A few years ago, when McGowan was set to retire, Chaffee took over the remaining part of the business. And now McGowan – the gallery, not the person – is celebrating 35 years in business. And what a journey it’s been.

“I’ve gone through the old folders and looked at some of the early shows,” Chaffee said. “The work has gotten so much better.”

And we can’t forget about Henry, Chaffee’s dog, who is the unofficial McGowan mascot and official door greeter.

“Everyone thinks I’m neurotic about my dog,” Chaffee said.

She wants people to ask questions so she can educate them about the art she chooses to show. She even said there’s no such thing as a dumb question – which is nice to know, because we’ve got a few that probably would fit into that category.

“People know they can come here and be engaged,” Chaffee said. “But the first step is getting them to look at it.”

Mary McGowan, whom Chaffee described as a crafty person, opened the doors in 1980 under the suggestion of her husband, Duncan. Even though Mary sold her stake in the business, she’s still involved with the gallery. Chaffee even called her the other day after nailing a corporate art presentation.

“She’s very involved and wants to see the gallery make it,” Chaffee said.

Only one of the original artists, Elizabeth Mayor, is still actively showing at the gallery, but there’s still plenty from the ’80s and ’90s, like Melissa Miller, Catherine Tuttle, Bert Yarborough and Gary Haven Smith, gracing the gallery walls. And since Chaffee decided to commemorate 35 years with a show, you can see a lot of the new stuff from the artists that make up McGowan’s growing list of 70 or so creators. But it wasn’t easy to put together.

“There’s a science to arranging a show like this,” Chaffee said. “There’s no consistency to this one. Not making it look like a hot mess on the wall was hard.”

Now you might be thinking how does she etch out time to show all of those artists’ work?

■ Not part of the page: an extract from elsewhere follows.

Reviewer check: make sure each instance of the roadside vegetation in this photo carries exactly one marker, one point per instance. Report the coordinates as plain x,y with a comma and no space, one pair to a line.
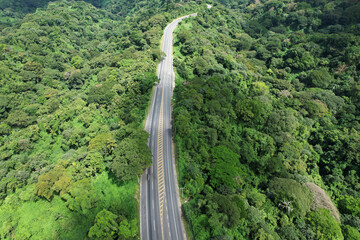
266,117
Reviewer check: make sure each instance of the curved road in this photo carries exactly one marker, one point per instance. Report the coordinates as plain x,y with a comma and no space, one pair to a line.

Well, only 20 to 30 actually have shows, while the rest are put on other wall space around the gallery. There are also thousands of pieces in the inventory that aren’t in plain sight that Chaffee can choose from when looking to match that perfect piece with the perfect person.

It can take a while to make a sale, but Chaffee isn’t going anywhere and obviously after 35 years, neither is the gallery.

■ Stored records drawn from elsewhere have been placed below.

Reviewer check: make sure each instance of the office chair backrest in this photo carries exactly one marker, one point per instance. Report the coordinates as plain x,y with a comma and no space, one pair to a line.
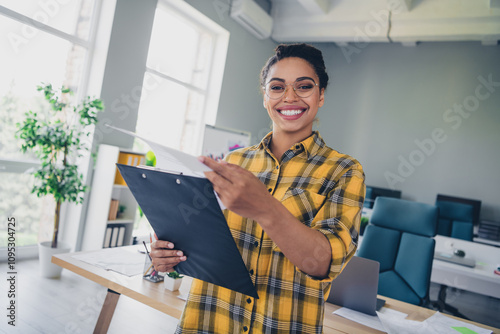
399,236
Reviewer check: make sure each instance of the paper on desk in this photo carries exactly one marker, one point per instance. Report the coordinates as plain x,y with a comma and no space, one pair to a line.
369,320
437,324
126,261
169,159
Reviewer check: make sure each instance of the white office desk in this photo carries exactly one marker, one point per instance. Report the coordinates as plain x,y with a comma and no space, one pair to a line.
479,279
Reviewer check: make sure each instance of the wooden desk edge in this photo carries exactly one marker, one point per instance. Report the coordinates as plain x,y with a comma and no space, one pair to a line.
62,261
341,325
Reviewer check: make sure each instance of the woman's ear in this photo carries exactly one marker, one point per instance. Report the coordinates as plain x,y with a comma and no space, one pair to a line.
321,97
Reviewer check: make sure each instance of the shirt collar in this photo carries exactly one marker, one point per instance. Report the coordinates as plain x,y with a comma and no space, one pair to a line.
311,144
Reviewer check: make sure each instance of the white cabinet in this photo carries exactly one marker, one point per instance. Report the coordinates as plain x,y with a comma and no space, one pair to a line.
101,231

Chaffee has branched out over the years to include different styles of art. She wants to appeal to everyone, which sometimes means the funkier the better.

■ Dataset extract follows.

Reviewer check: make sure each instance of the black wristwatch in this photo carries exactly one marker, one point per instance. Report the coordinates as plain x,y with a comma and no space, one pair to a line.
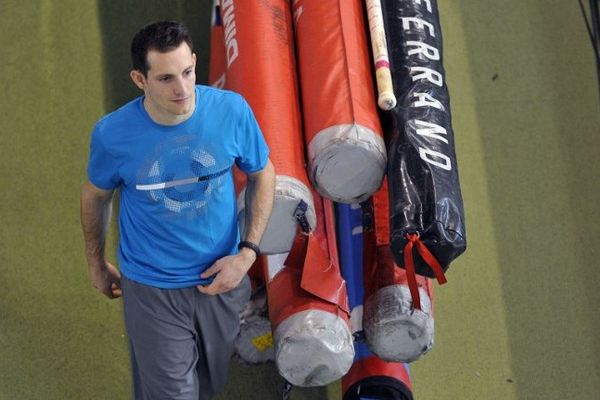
249,245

“Have I put my thumb print on it? Absolutely. When I came in I really wanted to step up my game,” Chaffee said.

And while Chaffee is by no means old or even what some may consider older, she likes to keep a younger staff around – which reminds her of the early relationship she had with McGowan.

“I hire younger people to keep me fresh,” Chaffee said. “I have to trust them the same way Mary trusted me.”

The 35th anniversary show will run through May 29. Gallery hours are Tuesday through Friday, 10 a.m. to 6 p.m., and Saturday, 10 a.m. to 2 p.m.